As Alastor Moody would say, “Constant Vigilance!”
A/P Leong Ching
NUS Dean of Students
#QOTD Question of the Day
There is also a question of whether Singapore is being too lax in its policies, especially compared to stricter regimes. I get quite a few phone calls from parents, and some students, wondering whether more should be done.
Answer by Professor Paul Ananth Tambyah, Professor, Department of Medicine, NUS & Senior Consultant, Division of Infectious Diseases, University Medicine Cluster, National University Hospital
Question: “How bad should the situation worsen for the school to stop its lessons and activities. If NUS waits for a whole cluster to be infected so that the situation is severe enough, at that point of time, everything will be too late. As if a whole cluster is detected, the virus has already been spread out via either air, droplet spread as well as close contact.”
Answer: My response would be that Singapore and NUS are not yet (and hopefully never will be) in the state that exists in Hubei province or Wuhan city.
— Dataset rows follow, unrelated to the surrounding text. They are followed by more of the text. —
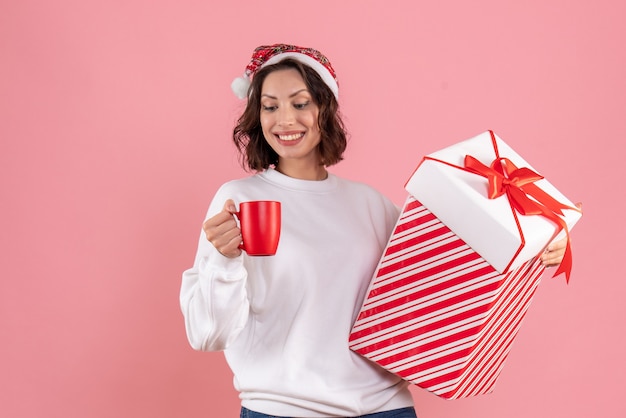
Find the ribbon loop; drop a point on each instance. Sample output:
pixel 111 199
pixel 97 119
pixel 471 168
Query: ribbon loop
pixel 524 196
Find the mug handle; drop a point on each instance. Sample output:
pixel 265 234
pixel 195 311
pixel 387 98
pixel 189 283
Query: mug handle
pixel 241 246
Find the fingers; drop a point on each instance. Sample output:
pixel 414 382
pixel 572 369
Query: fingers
pixel 553 254
pixel 223 232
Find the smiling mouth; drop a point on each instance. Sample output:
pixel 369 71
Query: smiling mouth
pixel 290 137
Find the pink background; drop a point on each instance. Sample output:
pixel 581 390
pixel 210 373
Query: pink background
pixel 115 121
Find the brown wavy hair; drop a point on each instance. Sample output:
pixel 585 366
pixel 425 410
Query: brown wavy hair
pixel 255 153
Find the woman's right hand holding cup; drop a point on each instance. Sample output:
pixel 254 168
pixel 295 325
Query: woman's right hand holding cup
pixel 222 231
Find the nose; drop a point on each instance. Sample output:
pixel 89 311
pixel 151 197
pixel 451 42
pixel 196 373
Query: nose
pixel 285 116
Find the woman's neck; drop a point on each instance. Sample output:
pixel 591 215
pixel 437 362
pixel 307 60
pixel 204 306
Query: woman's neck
pixel 303 172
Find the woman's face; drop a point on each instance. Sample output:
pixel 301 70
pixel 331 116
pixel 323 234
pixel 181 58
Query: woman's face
pixel 289 118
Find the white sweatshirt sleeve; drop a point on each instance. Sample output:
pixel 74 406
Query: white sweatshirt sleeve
pixel 213 298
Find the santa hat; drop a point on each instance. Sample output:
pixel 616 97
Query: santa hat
pixel 271 54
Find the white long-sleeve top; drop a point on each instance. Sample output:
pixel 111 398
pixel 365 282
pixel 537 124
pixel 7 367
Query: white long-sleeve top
pixel 283 321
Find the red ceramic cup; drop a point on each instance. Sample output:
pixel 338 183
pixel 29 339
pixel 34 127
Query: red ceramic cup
pixel 259 222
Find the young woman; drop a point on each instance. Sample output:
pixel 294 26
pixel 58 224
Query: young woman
pixel 284 320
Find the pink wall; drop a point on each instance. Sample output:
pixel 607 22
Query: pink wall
pixel 114 126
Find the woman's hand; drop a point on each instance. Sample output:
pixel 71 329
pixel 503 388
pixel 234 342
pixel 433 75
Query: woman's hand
pixel 553 254
pixel 222 231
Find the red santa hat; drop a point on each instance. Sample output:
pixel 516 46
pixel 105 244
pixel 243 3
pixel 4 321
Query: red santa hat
pixel 271 54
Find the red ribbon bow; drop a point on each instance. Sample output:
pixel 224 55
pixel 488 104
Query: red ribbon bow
pixel 518 185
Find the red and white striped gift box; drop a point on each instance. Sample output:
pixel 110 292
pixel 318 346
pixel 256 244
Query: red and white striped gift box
pixel 436 313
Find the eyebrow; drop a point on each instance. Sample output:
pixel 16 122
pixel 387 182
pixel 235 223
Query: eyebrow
pixel 290 96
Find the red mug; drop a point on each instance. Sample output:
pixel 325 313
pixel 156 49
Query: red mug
pixel 260 223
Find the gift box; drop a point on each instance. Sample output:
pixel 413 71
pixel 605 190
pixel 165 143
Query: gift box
pixel 461 267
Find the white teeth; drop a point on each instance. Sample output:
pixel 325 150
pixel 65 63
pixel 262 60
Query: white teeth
pixel 291 137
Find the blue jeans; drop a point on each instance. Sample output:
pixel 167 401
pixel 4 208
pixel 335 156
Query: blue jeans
pixel 396 413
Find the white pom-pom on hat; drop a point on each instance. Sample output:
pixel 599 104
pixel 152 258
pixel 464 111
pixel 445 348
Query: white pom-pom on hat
pixel 271 54
pixel 240 86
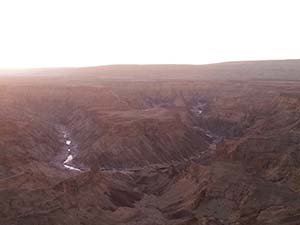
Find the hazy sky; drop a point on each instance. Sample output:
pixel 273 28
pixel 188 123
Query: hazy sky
pixel 38 33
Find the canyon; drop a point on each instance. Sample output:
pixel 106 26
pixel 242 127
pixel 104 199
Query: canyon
pixel 215 144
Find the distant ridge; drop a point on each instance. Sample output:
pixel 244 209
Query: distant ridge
pixel 235 70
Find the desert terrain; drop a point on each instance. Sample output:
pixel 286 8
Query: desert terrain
pixel 214 144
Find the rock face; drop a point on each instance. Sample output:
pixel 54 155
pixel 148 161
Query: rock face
pixel 150 151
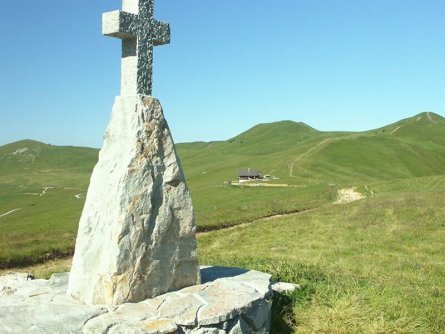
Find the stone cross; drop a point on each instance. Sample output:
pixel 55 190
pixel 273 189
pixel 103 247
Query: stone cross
pixel 139 32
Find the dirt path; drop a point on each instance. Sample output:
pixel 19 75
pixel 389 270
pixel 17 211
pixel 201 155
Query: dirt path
pixel 9 212
pixel 348 195
pixel 395 130
pixel 291 169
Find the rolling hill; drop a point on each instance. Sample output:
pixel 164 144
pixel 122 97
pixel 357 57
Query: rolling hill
pixel 42 187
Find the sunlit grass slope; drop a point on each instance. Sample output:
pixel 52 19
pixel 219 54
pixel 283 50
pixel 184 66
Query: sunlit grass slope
pixel 373 266
pixel 43 187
The local transmission clusters that are occurring are currently well defined and only one NUS student of more than 40,000 and one staff member of more than 10,000 – both linked to a church cluster – are known to be infected. As such, the risk of transmission on campus is extremely low.
We have very strict processes in place such as twice daily temperature screening and are keeping a very close eye on the situation.
NUS will not hesitate to step up measures if needed and these could include stopping lessons but right now, there is no need to compromise the teaching and research at the university by introducing drastic measures with limited public health benefit at this point in time.
Question: What is the difference between LOA and SHN arrangements in NUS?
Answer by Ms Ong Poh Suan, Deputy Director, Student Services and Residential Life, Office of Student Affairs.
Students under LOA can leave their rooms wearing face masks to use the laundry room, pantry and common bathroom on their level. They may move around their level, as well as to and from the laundry room, which could sometimes be located in another block within the residence.
Students under SHN cannot leave their rooms to use the laundry room and pantry. The SHN rooms come with attached bathrooms. Essentially, SHN students must stay in their assigned rooms throughout the 14 days. In addition to the delivery of food and essential items, they are also provided with laundry service.